Currently I have a Switch speed system; I am guessing it is the newer version because the module I received in the mail does not look like the one pictured on their website. It looks nearly the same as the E-level module minus the fact that one says "switchspeed" and the other says "E-level".

Now my question is the empty connection port on my module can I just plug the level sensors in and have it work as a E-level system or do I need the module that actually says E-level on it?

Picture of what I have compared to their website.
Sorry for the poor quality I cropped it from a larger image.

















Thank you in advance. :thumbup:


----------



## downlowcustomz (Oct 9, 2009)

you have to send your switch pad that says switch speed on it and your brain that says switchspeed on it back to accuair and they will reprogram both, switch the covers to elevel covers, and ship you everything including the levelers and the rest of the wires you will need.....


----------



## inertpyro (Oct 4, 2007)

downlowcustomz said:


> you have to send your switch pad that says switch speed on it and your brain that says switchspeed on it back to accuair and they will reprogram both, switch the covers to elevel covers, and ship you everything including the levelers and the rest of the wires you will need.....


Really so the only difference it the programing? You think they would just make it plug and play or at least be able to change it using the remote like you adjust the other features. They probably don't want you just buying the switch speed brain and wiring up sensors that are't theirs. They are just potentiometers after all, you could grab them for a few bucks out of a junk yard. :banghead:

I should have just bought the E-level kit to start, now I'm thinking I'm not going to upgrade with all the hassle of sending stuff in to change a few bits and put new stickers on it. :sly:


----------



## downlowcustomz (Oct 9, 2009)

they turn it around the same day they get it usually..... its not a bad experience at all, they guys at accuair are super easy to deal with......


----------



## inertpyro (Oct 4, 2007)

downlowcustomz said:


> they turn it around the same day they get it usually..... its not a bad experience at all, they guys at accuair are super easy to deal with......

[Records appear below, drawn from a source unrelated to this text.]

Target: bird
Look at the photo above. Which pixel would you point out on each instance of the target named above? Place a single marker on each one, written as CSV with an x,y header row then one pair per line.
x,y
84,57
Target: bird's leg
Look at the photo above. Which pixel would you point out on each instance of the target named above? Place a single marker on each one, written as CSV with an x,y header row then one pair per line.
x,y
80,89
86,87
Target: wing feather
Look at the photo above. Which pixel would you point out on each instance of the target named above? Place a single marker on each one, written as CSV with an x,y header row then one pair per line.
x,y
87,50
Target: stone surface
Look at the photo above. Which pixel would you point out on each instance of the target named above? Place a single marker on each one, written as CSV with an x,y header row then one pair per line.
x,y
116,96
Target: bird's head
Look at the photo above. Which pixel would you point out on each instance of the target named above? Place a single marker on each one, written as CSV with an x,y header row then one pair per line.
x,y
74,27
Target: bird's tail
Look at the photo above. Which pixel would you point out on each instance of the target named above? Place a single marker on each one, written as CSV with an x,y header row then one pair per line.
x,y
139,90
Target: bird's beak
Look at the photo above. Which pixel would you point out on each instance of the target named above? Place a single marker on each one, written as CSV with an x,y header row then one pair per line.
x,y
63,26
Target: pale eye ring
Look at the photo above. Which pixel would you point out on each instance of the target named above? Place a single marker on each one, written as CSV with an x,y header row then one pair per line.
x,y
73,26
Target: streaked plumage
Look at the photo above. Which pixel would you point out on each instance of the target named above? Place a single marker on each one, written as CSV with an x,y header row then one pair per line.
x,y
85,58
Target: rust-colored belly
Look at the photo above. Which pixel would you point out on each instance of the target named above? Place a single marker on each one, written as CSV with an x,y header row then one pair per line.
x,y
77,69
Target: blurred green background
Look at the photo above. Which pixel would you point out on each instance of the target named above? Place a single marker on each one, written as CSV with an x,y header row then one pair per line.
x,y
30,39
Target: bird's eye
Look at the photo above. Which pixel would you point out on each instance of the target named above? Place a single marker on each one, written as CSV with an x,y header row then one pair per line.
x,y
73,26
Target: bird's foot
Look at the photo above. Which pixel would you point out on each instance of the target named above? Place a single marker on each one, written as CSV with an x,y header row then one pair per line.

I guess thats what I'll have to do then. Thank you for the information. :thumbup:


----------



## buck_russell (Dec 30, 2010)

last i spoke to derek over at AA, he said they were offering you a complete kit where you will receive a new controller, ecu, sensors, etc. they also offer a less expensive kit where you will get a new ecu, face plate, sensors, etc. if i recall correctly, it was about 7-800 bucks to do the change out.


----------